The invention discloses a method for optimizing the robustness of a topological structure of an Internet of things through autonomous learning, which comprises the following steps of: initializing a topological structure of the Internet of things; step 2: compressing the topology; and step 3: the autonomous learning model is initialized. According to the characteristics of deep learning and reinforcement learning, a deep deterministic learning strategy model is constructed to train the topological structure of the Internet of things; and 4, step 4: training and testing the model; and 5: step 4 is repeated periodically in an independent repeated experiment, and steps 1, 2, 3 and 4 are repeated periodically in a plurality of independent repeated experiments; up to a maximum number of iterations. In this process, the maximum number of iterations is set, and the experiment is repeated independently each time, with the best result being selected. The experiment was repeated several times, and the average value was selected as the result of this experiment. The invention can obviously improve the capability of the initial topological structure for resisting attack; the robustness of the network topology structure is optimized through autonomous learning, and high-reliability data transmission is guaranteed.

Description

Method for optimizing robustness of topology structure of Internet of things through autonomous learning
Technical Field
The invention relates to the technical field of internet of things network technology, in particular to a method for optimizing robustness of a topology structure of an internet of things.
Background
The Internet of things is an important component in the smart city network, and large-scale equipment nodes are connected together through the Internet of things to provide high-quality service for people. However, the connected device nodes need to tolerate the threat of failure, such as random failure of the device, man-made malicious damage and natural disaster, energy exhaustion, etc., causing the failure of the network part nodes and thus the breakdown of the whole network. Under the wide application scene of the internet of things, how to ensure that large-scale nodes ensure high-quality data service communication of the network on the premise of the failure of partial nodes of the network has important research significance.
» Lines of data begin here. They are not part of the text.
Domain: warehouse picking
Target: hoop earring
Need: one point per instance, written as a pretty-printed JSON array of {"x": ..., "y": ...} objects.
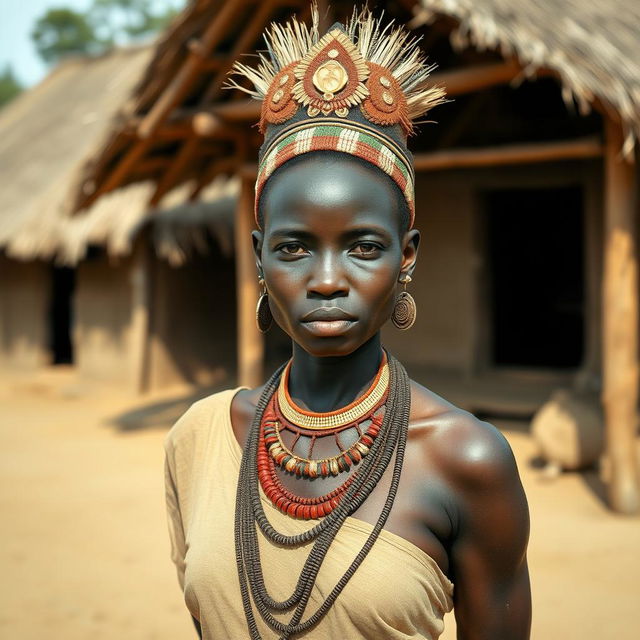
[
  {"x": 405, "y": 310},
  {"x": 264, "y": 319}
]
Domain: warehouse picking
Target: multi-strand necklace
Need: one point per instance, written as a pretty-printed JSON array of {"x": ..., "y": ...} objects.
[
  {"x": 362, "y": 419},
  {"x": 389, "y": 415}
]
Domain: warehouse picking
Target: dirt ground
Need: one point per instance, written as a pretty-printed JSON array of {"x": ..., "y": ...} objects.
[{"x": 85, "y": 553}]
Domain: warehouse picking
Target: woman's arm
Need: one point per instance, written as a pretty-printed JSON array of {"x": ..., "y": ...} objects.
[{"x": 492, "y": 598}]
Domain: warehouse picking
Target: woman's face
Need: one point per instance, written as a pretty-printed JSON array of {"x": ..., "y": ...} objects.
[{"x": 331, "y": 252}]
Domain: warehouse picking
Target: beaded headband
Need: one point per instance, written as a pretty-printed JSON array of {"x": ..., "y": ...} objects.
[{"x": 357, "y": 90}]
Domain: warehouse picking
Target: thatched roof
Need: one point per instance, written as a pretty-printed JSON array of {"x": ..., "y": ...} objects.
[
  {"x": 46, "y": 137},
  {"x": 47, "y": 134},
  {"x": 184, "y": 128},
  {"x": 594, "y": 46}
]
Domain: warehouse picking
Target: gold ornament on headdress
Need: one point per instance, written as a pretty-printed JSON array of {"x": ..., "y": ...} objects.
[{"x": 379, "y": 69}]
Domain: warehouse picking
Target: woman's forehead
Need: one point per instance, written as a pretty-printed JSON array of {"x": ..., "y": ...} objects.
[{"x": 326, "y": 185}]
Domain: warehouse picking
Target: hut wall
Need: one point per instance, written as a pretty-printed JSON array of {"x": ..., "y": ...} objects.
[
  {"x": 24, "y": 301},
  {"x": 193, "y": 328},
  {"x": 102, "y": 330},
  {"x": 451, "y": 330}
]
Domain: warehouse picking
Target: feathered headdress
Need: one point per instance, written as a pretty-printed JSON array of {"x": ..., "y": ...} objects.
[{"x": 358, "y": 89}]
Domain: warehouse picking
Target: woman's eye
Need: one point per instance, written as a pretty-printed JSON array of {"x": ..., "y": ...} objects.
[
  {"x": 365, "y": 249},
  {"x": 292, "y": 249}
]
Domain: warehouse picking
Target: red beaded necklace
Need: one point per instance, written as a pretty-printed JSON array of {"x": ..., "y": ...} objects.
[{"x": 364, "y": 415}]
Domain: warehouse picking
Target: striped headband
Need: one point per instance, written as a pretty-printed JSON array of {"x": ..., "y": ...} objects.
[
  {"x": 343, "y": 136},
  {"x": 356, "y": 90}
]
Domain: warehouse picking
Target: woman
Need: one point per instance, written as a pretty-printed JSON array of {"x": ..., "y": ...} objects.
[{"x": 341, "y": 499}]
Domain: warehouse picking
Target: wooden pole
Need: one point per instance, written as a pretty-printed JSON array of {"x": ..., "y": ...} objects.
[
  {"x": 620, "y": 325},
  {"x": 141, "y": 302},
  {"x": 250, "y": 340}
]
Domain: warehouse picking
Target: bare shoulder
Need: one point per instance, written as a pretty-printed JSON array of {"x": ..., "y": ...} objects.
[
  {"x": 467, "y": 450},
  {"x": 243, "y": 409}
]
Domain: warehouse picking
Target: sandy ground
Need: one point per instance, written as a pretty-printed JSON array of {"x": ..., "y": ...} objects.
[{"x": 83, "y": 543}]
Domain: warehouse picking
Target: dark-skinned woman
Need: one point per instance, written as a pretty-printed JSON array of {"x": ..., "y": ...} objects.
[{"x": 342, "y": 500}]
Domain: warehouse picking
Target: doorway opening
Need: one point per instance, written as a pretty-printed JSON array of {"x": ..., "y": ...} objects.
[
  {"x": 63, "y": 280},
  {"x": 536, "y": 276}
]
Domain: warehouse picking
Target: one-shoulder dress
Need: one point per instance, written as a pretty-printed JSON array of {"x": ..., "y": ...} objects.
[{"x": 398, "y": 592}]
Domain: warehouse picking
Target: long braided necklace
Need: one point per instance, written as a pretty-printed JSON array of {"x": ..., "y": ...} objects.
[
  {"x": 306, "y": 427},
  {"x": 250, "y": 512}
]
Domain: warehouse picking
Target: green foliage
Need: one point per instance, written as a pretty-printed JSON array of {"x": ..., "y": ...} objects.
[
  {"x": 10, "y": 87},
  {"x": 63, "y": 31},
  {"x": 132, "y": 19}
]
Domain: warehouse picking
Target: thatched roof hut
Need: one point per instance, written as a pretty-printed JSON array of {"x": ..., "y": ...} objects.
[
  {"x": 593, "y": 47},
  {"x": 508, "y": 66},
  {"x": 48, "y": 135}
]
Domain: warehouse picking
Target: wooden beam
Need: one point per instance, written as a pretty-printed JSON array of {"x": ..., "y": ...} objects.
[
  {"x": 141, "y": 276},
  {"x": 189, "y": 70},
  {"x": 167, "y": 100},
  {"x": 250, "y": 347},
  {"x": 173, "y": 174},
  {"x": 509, "y": 154},
  {"x": 620, "y": 325}
]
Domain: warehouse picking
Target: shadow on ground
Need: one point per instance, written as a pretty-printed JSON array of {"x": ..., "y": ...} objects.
[{"x": 156, "y": 414}]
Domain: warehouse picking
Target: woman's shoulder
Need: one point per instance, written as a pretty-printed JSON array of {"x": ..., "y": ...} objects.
[
  {"x": 197, "y": 420},
  {"x": 464, "y": 447}
]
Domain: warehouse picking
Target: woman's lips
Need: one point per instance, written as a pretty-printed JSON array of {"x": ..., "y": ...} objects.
[
  {"x": 328, "y": 328},
  {"x": 327, "y": 321}
]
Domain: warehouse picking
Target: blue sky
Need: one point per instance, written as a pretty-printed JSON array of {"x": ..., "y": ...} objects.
[{"x": 17, "y": 18}]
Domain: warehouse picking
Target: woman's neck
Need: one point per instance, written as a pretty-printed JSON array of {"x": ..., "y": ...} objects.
[{"x": 328, "y": 383}]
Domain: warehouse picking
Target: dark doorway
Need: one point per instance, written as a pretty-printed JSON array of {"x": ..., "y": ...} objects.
[
  {"x": 535, "y": 244},
  {"x": 63, "y": 281}
]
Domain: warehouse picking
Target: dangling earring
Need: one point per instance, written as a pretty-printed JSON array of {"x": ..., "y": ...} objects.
[
  {"x": 264, "y": 318},
  {"x": 405, "y": 310}
]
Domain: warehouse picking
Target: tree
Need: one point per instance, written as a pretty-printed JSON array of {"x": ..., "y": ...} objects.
[
  {"x": 10, "y": 87},
  {"x": 61, "y": 32},
  {"x": 131, "y": 19}
]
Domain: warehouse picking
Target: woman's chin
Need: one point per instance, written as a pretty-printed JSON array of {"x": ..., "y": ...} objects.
[{"x": 322, "y": 346}]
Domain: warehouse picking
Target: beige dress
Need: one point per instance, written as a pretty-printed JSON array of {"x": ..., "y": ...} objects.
[{"x": 398, "y": 591}]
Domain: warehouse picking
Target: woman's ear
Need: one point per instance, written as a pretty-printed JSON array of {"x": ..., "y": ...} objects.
[
  {"x": 257, "y": 238},
  {"x": 410, "y": 245}
]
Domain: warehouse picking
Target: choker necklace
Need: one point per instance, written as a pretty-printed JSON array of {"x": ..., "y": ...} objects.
[
  {"x": 363, "y": 418},
  {"x": 360, "y": 420},
  {"x": 251, "y": 519}
]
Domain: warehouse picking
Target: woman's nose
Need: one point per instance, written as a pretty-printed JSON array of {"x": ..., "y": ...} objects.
[{"x": 328, "y": 279}]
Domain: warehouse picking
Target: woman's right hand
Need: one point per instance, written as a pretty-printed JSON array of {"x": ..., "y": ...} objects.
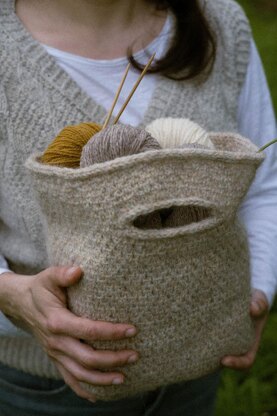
[{"x": 40, "y": 302}]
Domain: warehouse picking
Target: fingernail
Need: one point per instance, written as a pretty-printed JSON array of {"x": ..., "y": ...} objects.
[
  {"x": 132, "y": 359},
  {"x": 72, "y": 269},
  {"x": 226, "y": 362},
  {"x": 256, "y": 305},
  {"x": 130, "y": 332},
  {"x": 92, "y": 400},
  {"x": 117, "y": 381}
]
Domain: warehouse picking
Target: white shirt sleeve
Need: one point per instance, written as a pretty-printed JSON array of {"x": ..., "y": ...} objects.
[{"x": 258, "y": 212}]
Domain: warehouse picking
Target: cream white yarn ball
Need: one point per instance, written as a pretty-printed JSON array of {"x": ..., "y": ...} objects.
[{"x": 177, "y": 132}]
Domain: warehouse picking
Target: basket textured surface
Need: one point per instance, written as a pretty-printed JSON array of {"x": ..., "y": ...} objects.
[{"x": 185, "y": 288}]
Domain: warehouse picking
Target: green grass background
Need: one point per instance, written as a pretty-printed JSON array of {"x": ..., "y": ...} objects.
[{"x": 254, "y": 393}]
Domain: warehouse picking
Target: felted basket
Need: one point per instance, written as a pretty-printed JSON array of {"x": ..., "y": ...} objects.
[{"x": 185, "y": 288}]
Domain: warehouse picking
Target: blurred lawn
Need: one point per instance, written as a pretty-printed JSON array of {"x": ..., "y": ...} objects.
[{"x": 254, "y": 393}]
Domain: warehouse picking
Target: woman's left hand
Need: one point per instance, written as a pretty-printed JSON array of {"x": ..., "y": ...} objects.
[{"x": 258, "y": 311}]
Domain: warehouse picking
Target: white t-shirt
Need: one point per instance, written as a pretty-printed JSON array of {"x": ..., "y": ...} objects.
[{"x": 101, "y": 78}]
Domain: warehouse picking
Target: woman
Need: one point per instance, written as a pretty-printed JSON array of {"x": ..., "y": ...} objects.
[{"x": 61, "y": 64}]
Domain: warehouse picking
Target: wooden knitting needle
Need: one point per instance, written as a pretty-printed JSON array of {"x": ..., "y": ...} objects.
[
  {"x": 116, "y": 96},
  {"x": 134, "y": 88}
]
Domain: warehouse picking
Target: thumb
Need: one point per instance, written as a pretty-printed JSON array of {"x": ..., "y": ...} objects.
[
  {"x": 259, "y": 304},
  {"x": 64, "y": 276}
]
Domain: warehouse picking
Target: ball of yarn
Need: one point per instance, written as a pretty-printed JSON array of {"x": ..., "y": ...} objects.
[
  {"x": 176, "y": 132},
  {"x": 65, "y": 150},
  {"x": 117, "y": 141}
]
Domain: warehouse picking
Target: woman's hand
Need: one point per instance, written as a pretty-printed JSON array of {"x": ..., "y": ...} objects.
[
  {"x": 40, "y": 302},
  {"x": 258, "y": 311}
]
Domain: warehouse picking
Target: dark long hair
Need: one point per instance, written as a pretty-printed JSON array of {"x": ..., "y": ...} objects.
[{"x": 193, "y": 47}]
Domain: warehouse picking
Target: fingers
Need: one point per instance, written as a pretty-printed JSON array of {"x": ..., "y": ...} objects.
[
  {"x": 66, "y": 323},
  {"x": 89, "y": 358},
  {"x": 93, "y": 377},
  {"x": 243, "y": 362},
  {"x": 74, "y": 384}
]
In traditional internet of things network topology optimization, nodes are usually deployed at fixed locations, and have certain communication range limitations. The network topology initializes its network model according to a scale-free network model. In the network topology optimization strategy, as far as we know, most researches adopt a greedy edge-change strategy or an evolution algorithm to optimize the robustness of the network topology, so that the whole network has very high capability of resisting attacks. For example, the journal "distribution with multi-probability co-probability for scale-free sensor networks" proposes a multi-population genetic algorithm to solve the problem of local optimization so as to obtain a globally optimal network topology, but the time cost for optimizing one network topology is large, and the algorithm cannot accumulate optimization experiences every time, so that the algorithm needs to be restarted every time the algorithm is operated. Secondly, other researchers use a neural network model to represent learning behaviors before and after optimization of a network topology structure, and optimization time of the topology is reduced. Therefore, in the optimization of the topology structure of the internet of things, the network topology robustness is improved by utilizing the self-learning optimization network topology structure strategy, the on-line of the optimization target value is eliminated, and the experience of each learning is accumulated to guide the subsequent optimization behavior.
Disclosure of Invention
In order to solve the problems in the prior art, the invention aims to provide a method for optimizing the robustness of the topology structure of the internet of things through autonomous learning.
The invention discloses a method for optimizing the robustness of a topological structure of an Internet of things through autonomous learning, which comprises the following steps:
step 1: initializing a topological structure of the Internet of things, namely randomly deploying nodes according to rules of a scale-free network model and an edge density parameter M, and fixing the geographical position, wherein the edge density parameter is set to be M-2;
step 2: compressing the topological structure, namely removing redundant node information which is not in the communication range, only keeping the node connection relation in the communication range in the form of an adjacent matrix, compressing the storage space of the network topological structure, and taking the compressed network topology as an environment space S, wherein the environment space S is a row vector which can change along with the change of the network topological state;
and step 3: initializing an autonomous learning model, namely constructing a deep deterministic learning strategy model according to the characteristics of deep learning and reinforcement learning to train the topology structure of the Internet of things: a depth certainty Q-learning network model is adopted, a selection strategy pi of an action and an optimization strategy Q of a network are simulated, a continuous action space is mapped into a discrete action space, and a target optimization function O and an update rule of the whole training model are designed; wherein:
the action selection policy π is defined by equation (1):
at=π(st|θ) (1)
in the formula, atIndicating a deterministic action taken, stRepresenting the current network topology state, and theta represents the parameter of the action network;
the network optimization policy Q is defined by equation (2):
Q(st,at)=E(r(st,at)+γQ(st+1,π(st+1))) (2)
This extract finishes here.